Swansea-based Douglas-Jones Mercer Solicitors has six partners. Practice director Barry Davies says his firm has been fortunate always to secure cover easily and at good market rates. He says this is because he spends a lot of time looking at what information brokers and insurers need.

Davies says it is very important for law firms to have ‘an ongoing, open and honest’ relationship with their insurers and brokers: ‘You need to keep a running dialogue about the plans you have for the business, as this may have an impact on your premiums.’ For example, Davies notes, ‘insurers should be informed if you are thinking of merging with another firm, because your risk profile is likely to change, particularly if the firm you are merging with has a bad claims history or does a lot of conveyancing work.’ Similarly, he adds, ‘if you increase or decrease the number of partners or start working in different areas of law, you should let the insurer know.’

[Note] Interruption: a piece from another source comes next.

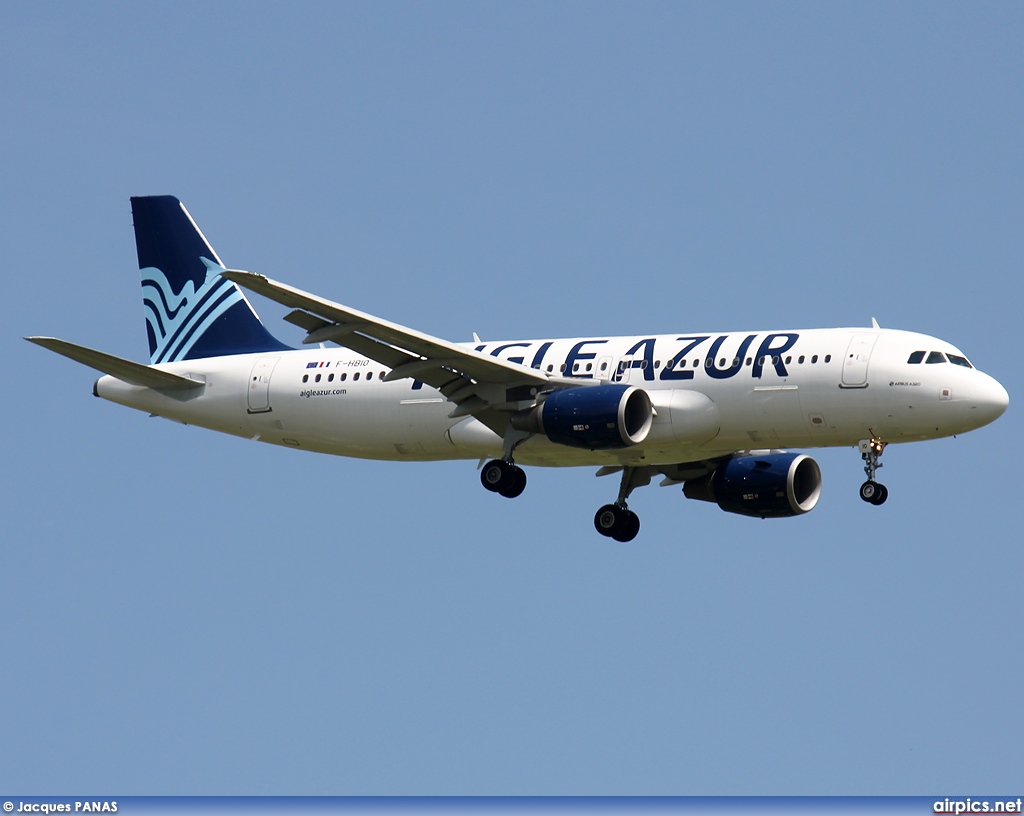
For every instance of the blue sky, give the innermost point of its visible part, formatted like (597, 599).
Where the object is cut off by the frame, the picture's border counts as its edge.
(189, 613)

Davies also advises peers in other law firms to check the level of cover they are getting to see whether it exceeds the minimum terms, and warns against being tempted to fill in multiple applications for different insurers. ‘Law firms should check the market carefully and see which providers are likely to offer the best coverage at the most suitable rates for their size of firm,’ he says. ‘I’ve been told by brokers and insurers directly that nothing riles them as much as when they receive multiple applications from the same law firms, especially when they are handwritten illegibly and missing basic details. It really counts against them.

Richard Palmer, head of professions and insurance at mid-sized commercial law firm Watson Burton , says ‘at our level, there is plenty of choice of insurer’. Palmer has been responsible for arranging Watson Burton’s PI insurance cover for the past 10 years. ‘It makes sense for me to take charge because dealing with professional indemnity is something I do as a day job, so I have a deeper understanding about the issues, and what insurers and brokers will be looking for.’ He adds: ‘My experience has helped us get better coverage than the minimum terms, but mainly I manage to get our premium at a more competitive price.’

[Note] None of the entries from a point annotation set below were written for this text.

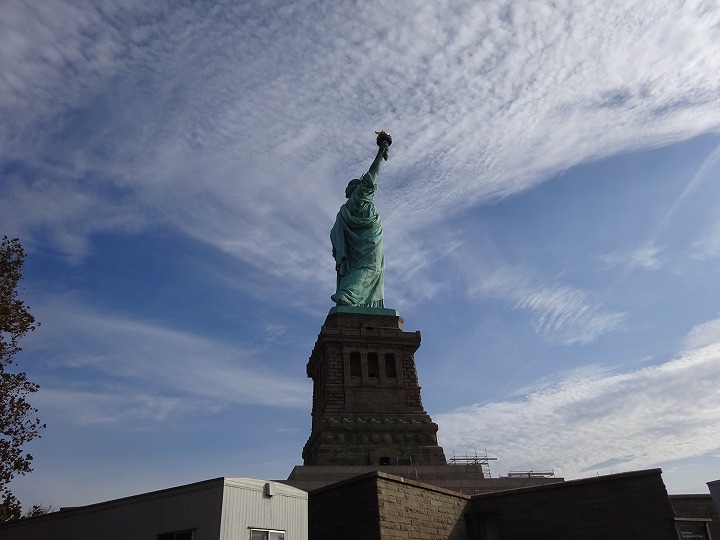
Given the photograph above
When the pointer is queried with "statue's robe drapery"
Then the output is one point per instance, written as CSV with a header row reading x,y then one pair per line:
x,y
358,248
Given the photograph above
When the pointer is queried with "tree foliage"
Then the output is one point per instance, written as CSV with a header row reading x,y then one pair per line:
x,y
18,423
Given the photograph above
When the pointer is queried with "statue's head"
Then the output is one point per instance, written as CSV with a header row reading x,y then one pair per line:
x,y
352,184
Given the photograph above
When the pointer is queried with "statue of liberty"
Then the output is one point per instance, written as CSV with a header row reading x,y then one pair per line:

Palmer also stresses the importance of a close relationship with brokers and insurers. He has kept the same broker for a decade and has long-term relationships with two insurers. ‘Both parties want to be kept up to date with any significant changes to the firm – any claims being made or likely to be made, changes in the type of legal work being done, changes in the number of partners and staff and so on – as this can affect the risk profile of the business,’ he says. A lot of law firms do not "get" this, and they risk damaging the relationship with their insurers unnecessarily.’